Technology

How we achieved write speeds of 1.4 million rows per second

The journey to today’s version of QuestDB began with the original prototype in
2013, and we’ve described what happened since in a post published during
our HN launch last year. In the
early stages of the project, we were inspired by vector-based append-only
systems like kdb+ because of the advantages of speed and the simple code path
this model brings. We also required that row timestamps were stored in ascending
order, resulting in fast time series queries without an expensive index.
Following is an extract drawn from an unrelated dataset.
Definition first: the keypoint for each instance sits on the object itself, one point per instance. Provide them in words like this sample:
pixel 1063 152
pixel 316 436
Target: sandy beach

We found out that this model does not fit all data acquisition use cases, such
as out-of-order data. Although several workarounds were available, we wanted to
provide this functionality without losing the performance we spent years
building.

We studied existing approaches, and most came at a performance cost that we
weren’t happy with. Like the entirety of our codebase, the solution that we
present today is built from scratch. It took over 9 months to come to fruition
and adds a further 65k lines of code to the project.

Here’s what we built, why we built it, what we learned along the way, and
benchmarks comparing QuestDB to InfluxDB, ClickHouse and TimescaleDB.

The problem with out-of-order data#

Our data model had one fatal flaw – records were discarded if they appear
out-of-order (O3) by timestamp compared to existing data. In real-world
applications, payload data doesn’t behave like this because of network jitter,
latency, or clock synchronization issues.

Out-of-order data in real-world applications

We knew that the lack of out-of-order support was a show-stopper for some users
and we needed a solid solution. There were possible workarounds, such as using a
single table per data source or re-ordering tables periodically, but for most
users this is inconvenient and unsustainable.

How should you store out-of-order time series data?#

As we reviewed our data model, one possibility was to use something radically
different from what we already had, such as including LSM trees or B-trees,
commonly used in time series databases. Adding trees would bring the benefit of
being able to order data on the fly without inventing a replacement storage
model from scratch.

What bothered us most with this approach is that every subsequent read operation
would face a performance penalty versus having data stored in arrays. We would
also introduce complexity by having a storage model for ordered data and another
for out-of-order data.

A more promising option was to introduce a sort-and-merge phase as data arrives.
This way, we could keep our storage model unchanged, while merging data on the
fly, with ordered vectors landing on disk as the output.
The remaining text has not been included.